Skip to content
The College of St. Scholastica

The College of St. Scholastica is excited to welcome Br. Guy Consolmagno, Vatican astronomer and director of the Vatican Observatory, to the main campus as part of his visit to Duluth next week. His stop at the College will include the presentation “Adventures of a Vatican Scientist” on Thursday, April 20 from 12:15-1:15 p.m. in the Mitchell Auditorium. The presentation, which is open to the public, will be followed by a Q&A session and potential opportunities for informal discussion.
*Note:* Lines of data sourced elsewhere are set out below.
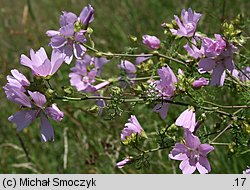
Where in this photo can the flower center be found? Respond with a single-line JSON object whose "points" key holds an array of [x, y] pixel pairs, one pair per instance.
{"points": [[85, 79]]}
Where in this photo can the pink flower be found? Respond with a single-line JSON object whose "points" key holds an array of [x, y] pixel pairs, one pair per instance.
{"points": [[219, 57], [194, 51], [151, 42], [40, 64], [128, 67], [133, 126], [188, 23], [38, 108], [122, 163], [165, 88], [193, 154], [200, 82], [187, 120]]}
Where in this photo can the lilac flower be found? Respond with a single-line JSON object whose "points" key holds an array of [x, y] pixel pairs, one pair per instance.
{"points": [[244, 77], [194, 51], [219, 57], [132, 127], [82, 79], [187, 120], [188, 23], [247, 171], [151, 42], [72, 33], [193, 154], [129, 68], [200, 82], [86, 16], [15, 88], [38, 109], [124, 162], [141, 59], [165, 88], [40, 64], [101, 104]]}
During his visit to Duluth, Br. Guy will also present on campus at The University of Minnesota-Duluth.

About Br. Guy

Br. Guy Consolmagno obtained his Bachelor of Science in 1974 and Master of Science in 1975 in Earth and Planetary Sciences from the Massachusetts Institute of Technology, and his PhD in Planetary Science from the University of Arizona in 1978. He entered the Jesuit order in 1989, taking his vows as a Jesuit brother in 1991. He then studied philosophy and theology at Loyola University Chicago and physics at the University of Chicago before his assignment to the Vatican Observatory in 1993.
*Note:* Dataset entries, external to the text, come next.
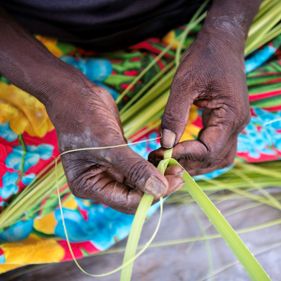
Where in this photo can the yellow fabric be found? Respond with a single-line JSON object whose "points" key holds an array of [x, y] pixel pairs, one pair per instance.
{"points": [[33, 250], [24, 112], [45, 224]]}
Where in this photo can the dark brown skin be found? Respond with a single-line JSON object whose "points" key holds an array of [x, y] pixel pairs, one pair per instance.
{"points": [[211, 75]]}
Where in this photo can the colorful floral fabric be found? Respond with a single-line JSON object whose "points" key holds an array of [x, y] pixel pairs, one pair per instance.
{"points": [[28, 143]]}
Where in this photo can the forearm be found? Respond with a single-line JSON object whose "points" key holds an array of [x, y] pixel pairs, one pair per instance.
{"points": [[30, 66], [231, 20]]}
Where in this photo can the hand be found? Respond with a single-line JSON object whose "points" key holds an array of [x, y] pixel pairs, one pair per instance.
{"points": [[116, 177], [211, 76]]}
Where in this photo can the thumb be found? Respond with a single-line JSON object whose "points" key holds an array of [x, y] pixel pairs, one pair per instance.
{"points": [[140, 173], [175, 115]]}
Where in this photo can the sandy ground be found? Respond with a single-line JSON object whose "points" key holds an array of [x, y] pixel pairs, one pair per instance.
{"points": [[186, 261]]}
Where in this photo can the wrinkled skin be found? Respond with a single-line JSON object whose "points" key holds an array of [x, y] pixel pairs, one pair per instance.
{"points": [[116, 177], [211, 76]]}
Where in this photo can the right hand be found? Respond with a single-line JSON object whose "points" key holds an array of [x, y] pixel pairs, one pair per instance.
{"points": [[116, 177]]}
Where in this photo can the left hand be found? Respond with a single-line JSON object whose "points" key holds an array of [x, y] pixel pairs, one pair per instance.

Br. Guy’s research explores the connections between meteorites and asteroids, and the origin and evolution of small bodies in the solar system. He has observed Kuiper Belt objects with the Vatican’s 1.8 meter telescope in Arizona, and measured meteorite physical properties to understand asteroid origins and structure. Along with more than 200 scientific publications, he is the author of a number of popular books including Turn Left at Orion (with Dan Davis), and Would You Baptize an Extraterrestrial? (with Paul Mueller). In 2000, the IAU named asteroid 4597 “Consolmagno” in recognition of his work. In 2014 he received the Carl Sagan Medal from the American Astronomical Society Division for Planetary Sciences for excellence in public communication in planetary sciences.